Kennelly, a former Democratic representative from Connecticut, said the council, which represents 53 senior advocacy groups, will fight Social Security privatization.

Other groups in the council include the Alzheimer's Association, the American Foundation for the Blind, the American Public Health Association, the Association of Jewish Aging Services, Catholic Health Association of the United States, the National Caucus and Center on Black Aged and the National Hispanic Council on Aging.

Moving On

Adam D. Schwartz, former vice president of external affairs for the National Rural Telecommunications Cooperative, will start Tuesday at the National Cooperative Business Association as vice president for public affairs and member services. He succeeds Jeannine Kenney, who left this year for Consumers Union.
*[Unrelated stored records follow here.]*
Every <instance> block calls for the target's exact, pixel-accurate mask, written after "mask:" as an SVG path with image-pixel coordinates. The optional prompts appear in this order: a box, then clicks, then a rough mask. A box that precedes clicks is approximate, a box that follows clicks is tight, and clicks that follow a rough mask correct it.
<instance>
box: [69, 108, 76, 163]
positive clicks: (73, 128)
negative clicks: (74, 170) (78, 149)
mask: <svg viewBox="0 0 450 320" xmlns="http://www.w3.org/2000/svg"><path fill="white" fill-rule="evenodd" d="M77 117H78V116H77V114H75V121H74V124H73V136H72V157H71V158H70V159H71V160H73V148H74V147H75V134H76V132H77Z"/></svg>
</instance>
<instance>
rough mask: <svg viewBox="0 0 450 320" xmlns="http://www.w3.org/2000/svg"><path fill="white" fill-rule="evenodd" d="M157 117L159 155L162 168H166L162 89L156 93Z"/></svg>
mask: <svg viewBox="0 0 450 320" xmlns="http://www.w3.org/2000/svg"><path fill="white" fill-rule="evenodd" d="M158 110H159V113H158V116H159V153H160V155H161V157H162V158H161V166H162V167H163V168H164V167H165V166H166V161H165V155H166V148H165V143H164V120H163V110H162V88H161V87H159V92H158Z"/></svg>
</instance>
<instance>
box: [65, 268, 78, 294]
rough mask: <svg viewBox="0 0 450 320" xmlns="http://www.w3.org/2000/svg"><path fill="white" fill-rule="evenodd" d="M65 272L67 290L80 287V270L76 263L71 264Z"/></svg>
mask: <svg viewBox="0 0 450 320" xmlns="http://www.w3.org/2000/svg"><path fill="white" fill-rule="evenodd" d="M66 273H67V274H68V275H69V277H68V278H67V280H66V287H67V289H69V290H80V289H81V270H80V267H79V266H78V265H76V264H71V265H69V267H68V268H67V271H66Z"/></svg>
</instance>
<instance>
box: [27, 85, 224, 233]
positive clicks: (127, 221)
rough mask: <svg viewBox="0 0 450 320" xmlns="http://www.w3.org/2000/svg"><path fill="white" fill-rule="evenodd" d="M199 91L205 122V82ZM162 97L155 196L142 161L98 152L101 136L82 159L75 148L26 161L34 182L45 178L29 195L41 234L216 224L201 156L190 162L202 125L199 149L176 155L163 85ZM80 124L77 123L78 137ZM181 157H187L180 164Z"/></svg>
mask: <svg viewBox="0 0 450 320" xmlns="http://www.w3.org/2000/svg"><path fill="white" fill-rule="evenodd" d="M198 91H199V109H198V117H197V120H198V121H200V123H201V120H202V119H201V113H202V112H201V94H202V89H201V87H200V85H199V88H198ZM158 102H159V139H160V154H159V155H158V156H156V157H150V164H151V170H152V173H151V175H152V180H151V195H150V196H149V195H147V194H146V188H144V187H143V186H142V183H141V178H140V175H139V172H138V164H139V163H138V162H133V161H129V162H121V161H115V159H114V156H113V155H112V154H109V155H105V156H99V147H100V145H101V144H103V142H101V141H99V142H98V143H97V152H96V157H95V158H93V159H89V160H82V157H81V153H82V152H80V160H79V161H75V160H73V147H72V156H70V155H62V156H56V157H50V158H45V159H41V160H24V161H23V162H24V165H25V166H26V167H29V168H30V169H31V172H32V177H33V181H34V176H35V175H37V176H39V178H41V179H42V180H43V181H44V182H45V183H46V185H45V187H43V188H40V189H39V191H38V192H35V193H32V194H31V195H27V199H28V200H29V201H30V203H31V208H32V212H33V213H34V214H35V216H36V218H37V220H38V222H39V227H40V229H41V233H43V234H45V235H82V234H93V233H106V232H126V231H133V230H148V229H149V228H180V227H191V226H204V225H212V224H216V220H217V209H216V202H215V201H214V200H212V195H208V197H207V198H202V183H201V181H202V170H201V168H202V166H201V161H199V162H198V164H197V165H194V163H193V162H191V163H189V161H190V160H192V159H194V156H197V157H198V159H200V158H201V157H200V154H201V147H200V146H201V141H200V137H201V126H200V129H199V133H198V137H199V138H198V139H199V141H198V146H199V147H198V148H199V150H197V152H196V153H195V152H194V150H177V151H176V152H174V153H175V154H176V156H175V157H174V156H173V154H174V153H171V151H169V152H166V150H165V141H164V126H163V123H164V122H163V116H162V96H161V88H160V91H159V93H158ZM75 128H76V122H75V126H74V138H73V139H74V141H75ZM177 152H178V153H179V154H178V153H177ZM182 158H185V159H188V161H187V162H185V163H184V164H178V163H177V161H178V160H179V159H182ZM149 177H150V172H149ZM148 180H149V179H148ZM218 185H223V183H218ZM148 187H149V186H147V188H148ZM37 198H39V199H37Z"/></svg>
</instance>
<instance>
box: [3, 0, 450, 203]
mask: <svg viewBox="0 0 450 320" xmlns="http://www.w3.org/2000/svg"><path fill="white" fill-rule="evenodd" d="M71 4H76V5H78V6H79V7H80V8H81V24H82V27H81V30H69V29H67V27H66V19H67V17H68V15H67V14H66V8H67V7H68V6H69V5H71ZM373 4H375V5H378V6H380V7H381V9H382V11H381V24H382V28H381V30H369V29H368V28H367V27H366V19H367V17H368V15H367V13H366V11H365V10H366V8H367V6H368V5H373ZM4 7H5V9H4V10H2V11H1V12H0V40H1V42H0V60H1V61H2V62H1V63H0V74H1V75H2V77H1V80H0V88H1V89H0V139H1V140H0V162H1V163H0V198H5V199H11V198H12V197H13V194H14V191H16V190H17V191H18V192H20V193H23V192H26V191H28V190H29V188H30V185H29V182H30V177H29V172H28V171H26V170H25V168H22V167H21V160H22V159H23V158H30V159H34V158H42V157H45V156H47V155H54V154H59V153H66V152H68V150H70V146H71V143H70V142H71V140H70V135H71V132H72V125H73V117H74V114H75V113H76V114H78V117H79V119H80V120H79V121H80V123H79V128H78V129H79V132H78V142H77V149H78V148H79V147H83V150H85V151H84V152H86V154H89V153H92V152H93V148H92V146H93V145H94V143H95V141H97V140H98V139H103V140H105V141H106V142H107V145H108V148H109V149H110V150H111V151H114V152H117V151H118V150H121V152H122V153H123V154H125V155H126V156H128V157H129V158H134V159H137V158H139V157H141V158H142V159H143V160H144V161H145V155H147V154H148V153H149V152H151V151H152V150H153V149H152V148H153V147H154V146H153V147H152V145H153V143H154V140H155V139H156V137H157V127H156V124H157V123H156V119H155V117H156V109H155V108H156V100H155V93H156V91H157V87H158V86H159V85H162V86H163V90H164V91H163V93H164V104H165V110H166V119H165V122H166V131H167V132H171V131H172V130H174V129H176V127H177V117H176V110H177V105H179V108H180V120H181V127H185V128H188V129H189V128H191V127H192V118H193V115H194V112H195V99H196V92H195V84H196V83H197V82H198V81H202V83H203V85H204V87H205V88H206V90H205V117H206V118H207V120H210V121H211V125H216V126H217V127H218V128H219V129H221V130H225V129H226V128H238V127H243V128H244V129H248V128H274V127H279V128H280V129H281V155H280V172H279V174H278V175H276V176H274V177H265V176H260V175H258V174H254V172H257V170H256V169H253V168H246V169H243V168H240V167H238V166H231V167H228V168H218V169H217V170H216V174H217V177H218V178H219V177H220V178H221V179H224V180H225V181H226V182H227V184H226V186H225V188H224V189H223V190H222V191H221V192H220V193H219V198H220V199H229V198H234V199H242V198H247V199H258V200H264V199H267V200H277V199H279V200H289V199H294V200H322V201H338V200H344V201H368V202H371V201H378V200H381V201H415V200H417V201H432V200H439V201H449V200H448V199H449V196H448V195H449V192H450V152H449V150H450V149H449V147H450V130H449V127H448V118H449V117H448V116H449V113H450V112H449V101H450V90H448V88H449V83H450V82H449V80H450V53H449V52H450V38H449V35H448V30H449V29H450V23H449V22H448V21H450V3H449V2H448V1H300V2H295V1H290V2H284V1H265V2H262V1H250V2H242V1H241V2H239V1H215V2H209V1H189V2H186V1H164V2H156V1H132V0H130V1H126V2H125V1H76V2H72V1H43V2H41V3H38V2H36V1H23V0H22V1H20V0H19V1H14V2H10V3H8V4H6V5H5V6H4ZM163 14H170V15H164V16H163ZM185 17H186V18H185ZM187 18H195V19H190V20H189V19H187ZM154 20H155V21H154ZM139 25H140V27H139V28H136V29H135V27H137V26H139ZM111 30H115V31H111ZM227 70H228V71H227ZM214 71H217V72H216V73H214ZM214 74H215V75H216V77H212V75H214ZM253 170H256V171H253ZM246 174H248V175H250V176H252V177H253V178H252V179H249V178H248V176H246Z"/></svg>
Carol Wayman has joined CFED as senior federal policy director. She previously worked for the National Congress for Community Economic Development. CFED, a nonprofit, was established in 1979 as the Corporation for Enterprise Development.

Julie Kabous, a veteran of the American Gas Association, joins Motorola's global government relations office, where she is specializing in appropriations issues.

Michael Fratantoni, most recently director of economic and policy research in Fannie Mae's regulatory policy division, has joined the Mortgage Bankers Association as senior director for single-family research. He will be responsible for managing research on policy issues.

Jerry Franz, an executive vice president at Porter Novelli, has joined Spectrum Science Communications as executive vice president. Earlier, he worked at the American Diabetes Association.